Australian Senate committee to investigate loot boxes
Government interest builds
The Australian Senate are launching an enquiry into microtransaction loot boxes, investigating whether they constitute gambling and to what extent they "may be harmful". While the enquiry won't change any policy itself, it could inform future laws.
A number of politicians and bodies around the world have cocked an eyebrow at microtransaction virtuacrates of random digicrud in recent years, most notably after the loud backlash against Star Wars Battlefront II's loot boxes. Belgium's Gaming Commission declared that some loot boxes are gambling and Hawaii's state government were concerned, among others.
The Environment and Communications References Committee are poking into "Gaming micro-transactions for chance-based items" and should report back by September 17.
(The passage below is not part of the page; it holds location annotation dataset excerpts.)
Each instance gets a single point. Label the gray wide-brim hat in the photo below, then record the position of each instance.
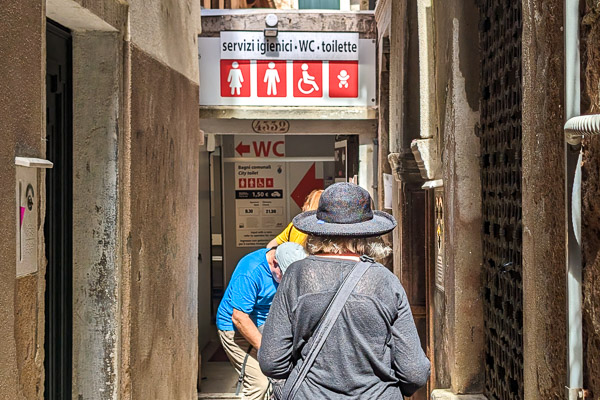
(345, 210)
(288, 253)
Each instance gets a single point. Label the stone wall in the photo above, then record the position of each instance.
(590, 72)
(459, 350)
(544, 279)
(22, 116)
(164, 231)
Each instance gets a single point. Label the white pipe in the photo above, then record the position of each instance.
(573, 185)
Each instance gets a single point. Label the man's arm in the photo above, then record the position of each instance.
(247, 328)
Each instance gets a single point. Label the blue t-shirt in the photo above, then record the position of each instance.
(250, 290)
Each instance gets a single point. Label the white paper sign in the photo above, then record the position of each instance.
(259, 202)
(240, 45)
(388, 182)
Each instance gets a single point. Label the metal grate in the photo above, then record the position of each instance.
(501, 146)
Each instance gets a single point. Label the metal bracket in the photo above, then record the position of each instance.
(577, 393)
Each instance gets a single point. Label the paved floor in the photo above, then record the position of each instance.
(219, 379)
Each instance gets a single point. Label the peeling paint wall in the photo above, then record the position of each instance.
(544, 293)
(590, 72)
(459, 363)
(22, 115)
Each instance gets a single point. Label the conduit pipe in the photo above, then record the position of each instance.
(575, 127)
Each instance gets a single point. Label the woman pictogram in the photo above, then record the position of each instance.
(235, 78)
(308, 80)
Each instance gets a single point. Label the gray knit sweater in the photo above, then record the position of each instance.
(373, 350)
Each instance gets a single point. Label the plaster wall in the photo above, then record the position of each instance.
(163, 234)
(97, 77)
(590, 71)
(544, 283)
(216, 21)
(168, 30)
(461, 352)
(22, 115)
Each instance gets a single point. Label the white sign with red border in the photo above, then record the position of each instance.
(239, 45)
(284, 81)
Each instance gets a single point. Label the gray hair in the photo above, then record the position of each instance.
(373, 247)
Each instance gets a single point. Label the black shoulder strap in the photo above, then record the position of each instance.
(327, 321)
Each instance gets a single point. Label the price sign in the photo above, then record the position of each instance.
(260, 204)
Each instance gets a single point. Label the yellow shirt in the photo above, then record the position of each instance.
(291, 234)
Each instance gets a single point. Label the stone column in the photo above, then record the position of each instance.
(544, 276)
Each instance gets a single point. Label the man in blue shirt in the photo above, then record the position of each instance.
(244, 309)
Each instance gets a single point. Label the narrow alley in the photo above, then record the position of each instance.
(164, 158)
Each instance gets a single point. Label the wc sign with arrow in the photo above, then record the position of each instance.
(259, 146)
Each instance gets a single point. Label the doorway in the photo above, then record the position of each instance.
(59, 210)
(239, 226)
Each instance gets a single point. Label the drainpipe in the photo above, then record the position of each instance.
(575, 127)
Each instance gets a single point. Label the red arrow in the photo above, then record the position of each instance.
(306, 185)
(242, 149)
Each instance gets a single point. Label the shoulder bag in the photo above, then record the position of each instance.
(293, 382)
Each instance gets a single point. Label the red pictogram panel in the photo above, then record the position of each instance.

The motion which set this in motion, as reported by Kotaku Australia, stated an intent to investigate:
The extent to which gaming micro-transactions for chance-based items, sometimes referred to as 'loot boxes', may be harmful, with particular reference to:
(a) whether the purchase of chance-based items, combined with the ability to monetise these items on third-party platforms, constitutes a form of gambling, and;
(b) the adequacy of the current consumer protection and regulatory framework for in-game micro transactions for chance-based items, including international comparisons, age requirements and disclosure of odds.
Which seem like sensible things to have a firm legal grasp of.
On that last point, China have required games to disclose odds of getting items in loot boxes since May 2017. While some games with loot boxes started openly disclosing odds globally since then, others have only done so in China. I do hope this becomes standard practice, so we can all see how laughably bad the odds of getting items we covet often are.
Australia have been standing up to Big Video Games more, including fining Valve for saying Steam customers didn't have the refund rights that Australian law dictates. Though Australia also spent chuffing forever to introduce an adult games rating, ending years of insisting upon censored versions, so they're not necessarily righteous defenders of video games perhaps as much as worried guardians of morality.